Pollution levels would continue to rise as long as the number of vehicles continue to multiply. The number of vehicles on the roads of the national Capital are multiplying not just for the reason of shrinking DTC fleet. The slow pace of expansion of Delhi Metro too has added to the distress.

In 2001, the first phase of metro measuring 64 kilometres was completed. In 2005, the second phase of metro measuring 230 kilometres was completed. During this phase, the satellite towns of Gurgaon in Haryana and Ghaziabad-Noida in Uttar Pradesh were integrated with the national Capital through the metro network.

In 2012, the third phase of Delhi metro covering 160 kilometres was completed. This phase while going to the interiors and also remote areas of the national Capital, also expanded the network in Uttar Pradesh and Haryana. The planning for the fourth phase was completed in 2013 and then arrived Arvind Kejriwal on the scene.

With his politics of friction between the Centre and the Delhi government, expansion of the metro network was inordinately delayed, putting much strain on the existing lines. The chafing related to starting work on the three corridors of phase IV, on which an embargo was placed by the Delhi government.

The Delhi government wanted that the Centre should solely bear the cost of any operational losses during the building of this corridor. The basis of this decision is claimed to be ‘financial prudence’. Never mind that the Kejriwal government while preaching financial prudence made an announcement to provide free metro rides for women ahead of the 2020 polls.

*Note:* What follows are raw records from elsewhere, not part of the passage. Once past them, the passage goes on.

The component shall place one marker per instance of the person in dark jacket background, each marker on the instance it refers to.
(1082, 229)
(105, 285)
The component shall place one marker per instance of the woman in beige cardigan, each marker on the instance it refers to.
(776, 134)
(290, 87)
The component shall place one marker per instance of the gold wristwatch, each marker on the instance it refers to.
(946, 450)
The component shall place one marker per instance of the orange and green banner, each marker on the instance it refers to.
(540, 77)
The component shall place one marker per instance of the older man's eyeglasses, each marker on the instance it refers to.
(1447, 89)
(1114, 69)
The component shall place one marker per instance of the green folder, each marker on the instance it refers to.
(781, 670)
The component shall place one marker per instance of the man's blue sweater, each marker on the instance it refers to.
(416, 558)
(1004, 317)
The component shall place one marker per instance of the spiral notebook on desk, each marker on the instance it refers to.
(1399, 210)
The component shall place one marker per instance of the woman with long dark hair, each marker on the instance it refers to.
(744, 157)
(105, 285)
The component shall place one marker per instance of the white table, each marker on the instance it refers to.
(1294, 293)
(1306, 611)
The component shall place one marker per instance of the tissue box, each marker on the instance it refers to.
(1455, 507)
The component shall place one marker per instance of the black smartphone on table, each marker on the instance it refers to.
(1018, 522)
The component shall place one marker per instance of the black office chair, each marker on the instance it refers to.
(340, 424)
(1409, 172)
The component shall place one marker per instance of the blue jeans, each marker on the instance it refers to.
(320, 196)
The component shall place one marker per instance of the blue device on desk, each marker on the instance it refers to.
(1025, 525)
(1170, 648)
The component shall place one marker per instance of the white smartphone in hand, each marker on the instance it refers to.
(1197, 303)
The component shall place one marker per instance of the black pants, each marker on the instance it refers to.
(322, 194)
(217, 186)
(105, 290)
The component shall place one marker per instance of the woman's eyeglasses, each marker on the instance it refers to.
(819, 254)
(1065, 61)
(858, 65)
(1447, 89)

When Kejriwal had announced free ridership, Delhi metro's founder E Sreedharan had written a note to the Prime Minister. Sreedharan in his epistle had mentioned that when metro services were first launched, he took firm stand against any policy of giving free rides to any section to make the operations efficient and financially viable.

Sreedharan in the letter said that free rides was not a good idea as the corporation has to pay back huge loans taken from Japan. But then for Kejriwal, prudent management of public money has never been a priority, misusing it for false publicity his politics.